AI Ethics: Trust in humans and machines
The discussion will depart from a sociological understanding of how trust is organised in the interaction between people. From this perspective, trust is essential to human sociality, in fact, many of our social structures partly rest on this fundamental principle. From this backdrop, we seek to investigate the development of artificial intelligence. When machines are given agentive functions they can begin to emulate the forms of concerted actions that we are familiar with from ordinary life. Examples of such human-machine interactions will be given through empirical illustrations. These cases raise the philosophical question of what it means to ‘act together’. They also highlight ethical issues relating to how we ought to design technology, that operates alongside or even together with humans—so as not to erode trust, and by extension, the foundation of our society.
About the speaker
Jonas Ivarsson started out in cognitive science and communication studies before moving to the field of education. In 2013 he became a professor of education where his research has focused on the role of various technologies in the development of knowledge and competence.

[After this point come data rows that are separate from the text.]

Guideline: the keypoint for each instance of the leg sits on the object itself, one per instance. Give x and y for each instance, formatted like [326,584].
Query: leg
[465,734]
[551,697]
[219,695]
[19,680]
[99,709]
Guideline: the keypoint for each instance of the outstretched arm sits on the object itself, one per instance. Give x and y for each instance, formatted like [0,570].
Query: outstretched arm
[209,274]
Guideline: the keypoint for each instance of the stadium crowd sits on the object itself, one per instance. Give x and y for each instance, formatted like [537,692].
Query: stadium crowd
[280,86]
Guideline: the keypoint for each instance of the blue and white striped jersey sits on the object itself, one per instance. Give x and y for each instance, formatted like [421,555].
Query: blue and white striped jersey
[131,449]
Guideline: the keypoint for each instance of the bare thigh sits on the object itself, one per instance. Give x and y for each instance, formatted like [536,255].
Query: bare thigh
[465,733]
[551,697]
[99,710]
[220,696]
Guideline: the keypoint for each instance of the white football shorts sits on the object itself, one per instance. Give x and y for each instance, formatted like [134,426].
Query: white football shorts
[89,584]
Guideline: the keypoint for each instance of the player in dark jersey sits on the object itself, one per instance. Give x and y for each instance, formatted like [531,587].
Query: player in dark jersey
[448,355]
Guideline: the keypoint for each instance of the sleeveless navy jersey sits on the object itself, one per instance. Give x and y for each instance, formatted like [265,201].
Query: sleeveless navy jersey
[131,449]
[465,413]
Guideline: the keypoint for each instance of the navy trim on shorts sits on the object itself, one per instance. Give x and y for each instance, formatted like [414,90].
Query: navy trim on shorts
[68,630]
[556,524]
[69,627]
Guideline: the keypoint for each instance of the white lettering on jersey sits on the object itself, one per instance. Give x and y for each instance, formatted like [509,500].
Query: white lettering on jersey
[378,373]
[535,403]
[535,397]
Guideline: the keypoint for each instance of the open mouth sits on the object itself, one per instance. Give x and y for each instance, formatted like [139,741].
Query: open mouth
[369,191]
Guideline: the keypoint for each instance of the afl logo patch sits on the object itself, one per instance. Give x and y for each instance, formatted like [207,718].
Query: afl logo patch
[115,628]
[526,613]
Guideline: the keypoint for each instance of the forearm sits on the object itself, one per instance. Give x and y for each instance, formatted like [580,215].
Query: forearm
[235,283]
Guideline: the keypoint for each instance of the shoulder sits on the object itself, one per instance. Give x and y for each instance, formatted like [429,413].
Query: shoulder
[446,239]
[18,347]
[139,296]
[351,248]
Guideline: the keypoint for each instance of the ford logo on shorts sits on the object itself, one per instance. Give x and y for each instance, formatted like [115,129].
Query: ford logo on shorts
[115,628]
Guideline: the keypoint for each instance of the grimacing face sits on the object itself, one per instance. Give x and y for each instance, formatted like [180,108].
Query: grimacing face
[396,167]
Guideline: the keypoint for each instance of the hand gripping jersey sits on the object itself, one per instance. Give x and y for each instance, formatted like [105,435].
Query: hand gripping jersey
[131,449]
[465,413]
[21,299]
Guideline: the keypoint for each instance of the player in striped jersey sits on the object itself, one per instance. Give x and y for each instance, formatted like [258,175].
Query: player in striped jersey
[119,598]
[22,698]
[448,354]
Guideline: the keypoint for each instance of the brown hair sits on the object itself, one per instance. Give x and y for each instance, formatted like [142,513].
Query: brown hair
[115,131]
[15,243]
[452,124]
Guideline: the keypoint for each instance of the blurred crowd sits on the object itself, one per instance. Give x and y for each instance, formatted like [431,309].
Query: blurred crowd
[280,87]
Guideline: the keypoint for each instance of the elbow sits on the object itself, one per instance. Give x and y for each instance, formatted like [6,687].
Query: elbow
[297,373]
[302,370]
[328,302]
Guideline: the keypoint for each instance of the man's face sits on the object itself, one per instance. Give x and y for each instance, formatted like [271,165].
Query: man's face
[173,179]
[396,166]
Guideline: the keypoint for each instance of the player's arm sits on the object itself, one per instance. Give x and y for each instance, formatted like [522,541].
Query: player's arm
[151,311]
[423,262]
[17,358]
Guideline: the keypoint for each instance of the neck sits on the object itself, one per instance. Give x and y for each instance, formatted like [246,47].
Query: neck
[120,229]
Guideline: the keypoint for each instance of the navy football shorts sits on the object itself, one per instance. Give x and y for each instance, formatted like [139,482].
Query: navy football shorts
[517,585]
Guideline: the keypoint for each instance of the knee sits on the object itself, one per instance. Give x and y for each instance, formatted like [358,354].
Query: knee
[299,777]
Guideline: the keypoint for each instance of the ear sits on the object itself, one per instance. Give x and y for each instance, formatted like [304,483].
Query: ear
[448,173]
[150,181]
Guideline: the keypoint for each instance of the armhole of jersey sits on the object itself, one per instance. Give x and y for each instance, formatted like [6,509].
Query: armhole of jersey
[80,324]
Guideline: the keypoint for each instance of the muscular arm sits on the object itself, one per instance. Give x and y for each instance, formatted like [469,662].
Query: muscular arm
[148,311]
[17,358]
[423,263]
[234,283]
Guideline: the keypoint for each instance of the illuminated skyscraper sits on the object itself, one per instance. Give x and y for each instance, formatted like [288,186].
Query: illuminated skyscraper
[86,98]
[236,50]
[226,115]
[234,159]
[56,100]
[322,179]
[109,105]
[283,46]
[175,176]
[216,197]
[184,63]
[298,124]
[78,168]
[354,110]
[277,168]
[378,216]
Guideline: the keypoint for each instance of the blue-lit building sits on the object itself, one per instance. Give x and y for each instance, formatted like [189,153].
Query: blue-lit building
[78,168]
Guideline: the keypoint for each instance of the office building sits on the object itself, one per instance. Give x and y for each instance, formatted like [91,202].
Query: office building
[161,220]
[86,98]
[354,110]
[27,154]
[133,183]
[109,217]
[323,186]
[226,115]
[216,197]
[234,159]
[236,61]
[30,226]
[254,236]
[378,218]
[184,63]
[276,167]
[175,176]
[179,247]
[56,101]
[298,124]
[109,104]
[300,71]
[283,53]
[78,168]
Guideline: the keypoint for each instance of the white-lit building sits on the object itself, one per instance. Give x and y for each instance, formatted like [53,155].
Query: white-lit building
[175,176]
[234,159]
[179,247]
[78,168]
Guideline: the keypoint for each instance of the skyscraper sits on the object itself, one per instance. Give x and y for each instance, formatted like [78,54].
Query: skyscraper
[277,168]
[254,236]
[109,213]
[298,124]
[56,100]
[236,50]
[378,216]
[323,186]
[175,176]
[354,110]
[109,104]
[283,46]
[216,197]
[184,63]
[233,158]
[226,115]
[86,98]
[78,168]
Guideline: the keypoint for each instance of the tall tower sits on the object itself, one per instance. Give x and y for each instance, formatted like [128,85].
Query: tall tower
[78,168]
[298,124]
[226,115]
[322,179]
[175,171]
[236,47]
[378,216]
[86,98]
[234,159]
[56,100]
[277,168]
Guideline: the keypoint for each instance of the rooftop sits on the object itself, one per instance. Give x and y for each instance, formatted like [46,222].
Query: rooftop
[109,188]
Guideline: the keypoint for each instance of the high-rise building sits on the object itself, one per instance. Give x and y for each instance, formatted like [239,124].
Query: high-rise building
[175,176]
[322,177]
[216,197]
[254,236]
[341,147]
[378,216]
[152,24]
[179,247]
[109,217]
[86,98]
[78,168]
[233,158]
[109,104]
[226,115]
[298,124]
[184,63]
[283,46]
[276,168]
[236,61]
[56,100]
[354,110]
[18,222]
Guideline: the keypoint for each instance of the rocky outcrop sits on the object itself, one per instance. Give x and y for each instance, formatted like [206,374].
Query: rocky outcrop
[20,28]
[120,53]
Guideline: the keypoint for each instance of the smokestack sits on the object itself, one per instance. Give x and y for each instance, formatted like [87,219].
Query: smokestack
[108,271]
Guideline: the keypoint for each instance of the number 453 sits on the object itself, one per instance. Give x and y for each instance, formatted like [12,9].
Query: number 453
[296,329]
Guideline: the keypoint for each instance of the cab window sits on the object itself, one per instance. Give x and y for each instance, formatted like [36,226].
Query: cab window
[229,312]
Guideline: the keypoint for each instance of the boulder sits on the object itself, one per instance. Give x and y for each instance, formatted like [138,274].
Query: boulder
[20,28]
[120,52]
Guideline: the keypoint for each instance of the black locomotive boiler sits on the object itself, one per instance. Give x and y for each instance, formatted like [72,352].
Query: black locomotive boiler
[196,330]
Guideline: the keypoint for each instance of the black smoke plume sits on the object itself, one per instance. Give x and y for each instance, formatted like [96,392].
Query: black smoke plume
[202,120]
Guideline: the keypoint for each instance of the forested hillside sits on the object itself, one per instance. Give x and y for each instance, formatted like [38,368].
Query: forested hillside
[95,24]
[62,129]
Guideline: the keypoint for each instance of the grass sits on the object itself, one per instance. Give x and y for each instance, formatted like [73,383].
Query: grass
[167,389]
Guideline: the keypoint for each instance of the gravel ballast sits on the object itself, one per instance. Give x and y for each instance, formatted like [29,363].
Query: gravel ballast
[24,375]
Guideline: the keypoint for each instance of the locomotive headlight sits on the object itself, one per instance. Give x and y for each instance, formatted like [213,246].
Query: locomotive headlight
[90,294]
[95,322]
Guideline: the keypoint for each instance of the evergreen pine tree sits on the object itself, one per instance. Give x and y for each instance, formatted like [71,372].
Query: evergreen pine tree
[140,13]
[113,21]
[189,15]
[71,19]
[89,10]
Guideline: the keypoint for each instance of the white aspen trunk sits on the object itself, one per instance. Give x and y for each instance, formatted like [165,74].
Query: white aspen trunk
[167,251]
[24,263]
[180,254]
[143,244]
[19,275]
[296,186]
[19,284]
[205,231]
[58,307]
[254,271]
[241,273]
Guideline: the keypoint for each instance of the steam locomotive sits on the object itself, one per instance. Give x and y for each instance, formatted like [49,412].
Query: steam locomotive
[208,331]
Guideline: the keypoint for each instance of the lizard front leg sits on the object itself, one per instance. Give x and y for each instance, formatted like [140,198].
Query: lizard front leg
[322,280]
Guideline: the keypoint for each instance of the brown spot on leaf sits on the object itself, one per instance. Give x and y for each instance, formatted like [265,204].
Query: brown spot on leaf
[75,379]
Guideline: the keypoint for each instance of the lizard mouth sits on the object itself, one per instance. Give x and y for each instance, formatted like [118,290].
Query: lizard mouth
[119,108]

In 2019 he moved to Informatics at the department of Applied Information Technology at the University of Gothenburg. There his role is to take lead on the emerging research on Human Centered Artificial Intelligence—a specific approach to the interplay between humans and machines in the context of artificial intelligence. Central to this approach are questions relating to how to design AI systems so to operate in the context of human users, as well as how to design learning trajectories of humans so that they can intelligently interact with increasingly complex semi-autonomous systems.
His strategic leadership background includes serving as deputy head of department as well as research dean at the faculty of education. He currently serves at the board of the University of Gothenburg and he is also a member of the university’s coordination group for digitalization and artificial intelligence lead by the deputy vice chancellor.
Ivarsson currently operates as principal investigator of two interdisciplinary research projects (4 and 5 years). The collaborators on the projects come from radiology, sociology, radiation physics, physiology, applied IT, education and vascular surgery.
About AI ETHICS at Chalmers
A series of seminars highlighting ethical perspectives of artificial intelligence. The series will feature invited speakers and Chalmers researchers with the aim of cultivating an informed discussion on ethical issues. The seminars are organised by the AI Ethics Committee within Chalmers AI Research Centre (CHAIR).